With more than five decades of gardening experience behind me, you would think I would have cultivated more patience. But every year, I find myself wondering if the shiny green globes on the tomato plants will ever morph into red juicy delights, if the bean vines scaling the top of their trellis will ever produce the long green flavorful pods we adore, and if the expanding buds of my native perennials will ever open so the pollinator party can get fully underway.
I found myself doing it again earlier this week. I was standing in front of the purple milkweeds in the pollinator garden exhorting them to hurry up and open. They still haven’t, by the way, but at least I can now see hints of color in some of the buds. I added Fire Pinks (Silene virginica) to that garden last fall. In the last few weeks, they’ve been sending up many flower stalks laden with promising buds. But the recent cool, cloudy spell of weather put them into suspended animation. Finally, just yesterday, a single flower on one of the plants managed to open. It took it all day, but late-afternoon sun finally coaxed this single crimson flower into fully opening.

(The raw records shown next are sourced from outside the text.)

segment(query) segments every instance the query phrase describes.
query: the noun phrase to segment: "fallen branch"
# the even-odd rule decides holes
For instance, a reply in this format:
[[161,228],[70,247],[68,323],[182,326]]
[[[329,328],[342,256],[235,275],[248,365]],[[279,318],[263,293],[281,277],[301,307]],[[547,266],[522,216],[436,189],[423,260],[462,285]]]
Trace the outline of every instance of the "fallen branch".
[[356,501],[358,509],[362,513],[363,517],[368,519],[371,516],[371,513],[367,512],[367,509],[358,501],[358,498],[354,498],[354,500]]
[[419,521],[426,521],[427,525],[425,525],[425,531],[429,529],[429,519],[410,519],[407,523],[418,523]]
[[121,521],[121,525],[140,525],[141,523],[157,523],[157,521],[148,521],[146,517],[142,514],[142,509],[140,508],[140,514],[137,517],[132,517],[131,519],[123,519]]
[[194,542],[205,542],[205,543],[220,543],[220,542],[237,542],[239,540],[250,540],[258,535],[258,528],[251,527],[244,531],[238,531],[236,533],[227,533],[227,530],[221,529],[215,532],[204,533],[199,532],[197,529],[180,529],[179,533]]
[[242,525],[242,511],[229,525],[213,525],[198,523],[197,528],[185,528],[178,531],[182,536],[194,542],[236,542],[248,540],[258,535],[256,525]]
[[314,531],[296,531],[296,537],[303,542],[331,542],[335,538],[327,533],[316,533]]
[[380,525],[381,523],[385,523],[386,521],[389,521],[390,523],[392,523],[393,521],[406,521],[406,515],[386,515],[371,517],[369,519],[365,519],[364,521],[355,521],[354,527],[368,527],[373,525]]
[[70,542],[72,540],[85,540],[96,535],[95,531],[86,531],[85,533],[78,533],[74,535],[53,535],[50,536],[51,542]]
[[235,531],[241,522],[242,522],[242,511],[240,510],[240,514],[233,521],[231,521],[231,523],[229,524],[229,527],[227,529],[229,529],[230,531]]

I confess I visited this flower several times during the day, photographing it at every stage of its unfolding. That’s when a little epiphany went off in my brain – Nature unfolds at its own pace. Impatience is a human weakness, not a failing of the flower. The point, I belatedly realized, is to celebrate the unfolding, observe and appreciate every moment of the lives around me – and my own!
I know – duh, right? Like most folks, I juggle a fair number of projects, interact with a number of different people, and it is very easy for me to get lost in the machinery of my brain as it attempts to find a way to finish everything on my infinite to-do list. Duh, again – infinite to-do list? Who am I kidding?
From this point forward, I am going to do my best to stay in the moment as often as I can. Instead of tapping my toes impatiently at tightly closed flower buds, I will breathe deeply beside them and try to tune into the tempo of their lives. I will try to relish every stage of Nature’s unfolding, chill out my runaway-freight-train brain, and seek peace in every beautiful moment of every day.